If this ruling requires the governmental body to release all or part of the requested information, the governmental body is responsible for taking the next step. Based on the statute, the attorney general expects that, within 10 calendar days of this ruling, the governmental body will do one of the following three things: 1) release the public records; 2) notify the requestor of the exact day, time, and place that copies of the records will be provided or that the records can be inspected; or 3) notify the requestor of the governmental body's intent to challenge this letter ruling in court. If the governmental body fails to do one of these three things within 10 calendar days of this ruling, then the requestor should report that failure to the attorney general's Open Government Hotline, toll free, at 877/673-6839. The requestor may also file a complaint with the district or county attorney. Id. § 552.3215(e).
If this ruling requires or permits the governmental body to withhold all or some of the requested information, the requestor can appeal that decision by suing the governmental body. Id. § 552.321(a); Texas Department of Public Safety v. Gilbreath, 842 S.W.2d 408,411 (Tex. App.-Austin 1992, no writ).

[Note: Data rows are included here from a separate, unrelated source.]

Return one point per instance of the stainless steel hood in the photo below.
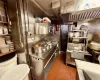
(88, 14)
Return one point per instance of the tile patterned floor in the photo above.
(59, 71)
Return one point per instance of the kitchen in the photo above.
(49, 39)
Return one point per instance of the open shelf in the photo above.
(79, 37)
(4, 34)
(2, 54)
(3, 22)
(77, 31)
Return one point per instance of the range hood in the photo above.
(88, 14)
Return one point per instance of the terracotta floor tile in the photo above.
(59, 71)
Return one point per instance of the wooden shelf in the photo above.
(79, 37)
(3, 54)
(4, 34)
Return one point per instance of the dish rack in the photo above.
(77, 44)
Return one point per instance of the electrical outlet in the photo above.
(29, 33)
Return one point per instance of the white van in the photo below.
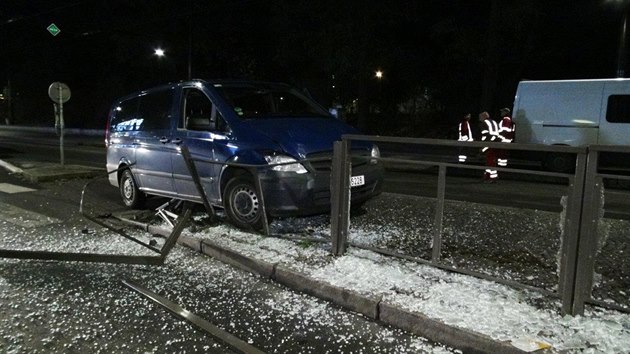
(573, 113)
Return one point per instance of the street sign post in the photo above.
(53, 29)
(60, 94)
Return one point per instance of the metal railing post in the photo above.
(190, 164)
(340, 197)
(439, 216)
(587, 243)
(571, 237)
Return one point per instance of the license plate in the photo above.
(356, 181)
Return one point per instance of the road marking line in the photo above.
(12, 188)
(24, 218)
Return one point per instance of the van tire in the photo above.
(241, 203)
(131, 196)
(559, 162)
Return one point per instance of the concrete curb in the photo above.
(46, 174)
(345, 298)
(375, 308)
(251, 265)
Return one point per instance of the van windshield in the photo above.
(259, 101)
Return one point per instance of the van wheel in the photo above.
(131, 195)
(242, 203)
(558, 162)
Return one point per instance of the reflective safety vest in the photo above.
(465, 134)
(506, 129)
(490, 132)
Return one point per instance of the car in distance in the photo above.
(230, 126)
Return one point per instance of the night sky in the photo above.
(446, 56)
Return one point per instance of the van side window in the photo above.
(199, 113)
(126, 116)
(155, 109)
(618, 110)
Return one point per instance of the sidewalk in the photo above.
(47, 171)
(467, 313)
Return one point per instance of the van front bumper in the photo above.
(291, 194)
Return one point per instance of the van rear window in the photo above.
(618, 110)
(263, 102)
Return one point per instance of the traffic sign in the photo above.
(53, 29)
(59, 92)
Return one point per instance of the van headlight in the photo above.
(374, 154)
(286, 166)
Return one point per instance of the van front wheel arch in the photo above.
(242, 203)
(131, 196)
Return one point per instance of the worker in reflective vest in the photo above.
(489, 132)
(465, 134)
(506, 132)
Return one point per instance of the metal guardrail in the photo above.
(162, 252)
(580, 235)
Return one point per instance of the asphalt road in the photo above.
(75, 307)
(521, 191)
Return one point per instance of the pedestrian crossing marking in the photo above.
(12, 188)
(23, 217)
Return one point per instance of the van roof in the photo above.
(575, 80)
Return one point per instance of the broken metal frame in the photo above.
(232, 341)
(107, 258)
(580, 235)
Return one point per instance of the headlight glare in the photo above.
(283, 164)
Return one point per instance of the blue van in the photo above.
(226, 123)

Please remember that under the Act the release of information triggers certain procedures for costs and charges to the requestor. If records are released in compliance with this ruling, be sure that all charges for the information are at or below the legal amounts. Questions or complaints about over-charging must be directed to the General Services Commission at 512/475-2497.
If the governmental body, the requestor, or any other person has questions or comments about this ruling, they may contact our office. Although there is no statutory deadline for contacting us, the attorney general prefers to receive any comments within 10 calendar days of the date of this ruling.
Michael A. Pearle
Ref: ID# 142036
Encl: Submitted documents
cc: Mr. Dan Richardson
1. Discretionary exceptions are intended to protect only the interests of the governmental body, as distinct from exceptions which are intended to protect information deemed confidential by law or the interests of third parties. See, e.g., Open Records Decision Nos. 630 at 4 (1994) (governmental body may waive attorney-client privilege, section 552.107(1)), 592 at 8 (1991) (governmental body may waive section 552.104, information relating to competition or bidding), 549 at 6 (1990) (governmental body may waive informer's privilege), 522 at 4 (1989) (discretionary exceptions in general). Discretionary exceptions therefore do not constitute "other law" that makes information confidential.
2. We note here your assertion that this office committed "manifest error" in OR2000-3707 by ruling that information posted on the department's website was public under section 552.022, based on a header containing an "http" reference, when this information was in fact contained on the department's intranet site. Your assertion is incorrect. We ruled that the information was public under 552.022, not on the basis of a "supposition," as you claim, but based on the fact that we were able to view the information ourselves through the department's publicly accessible website.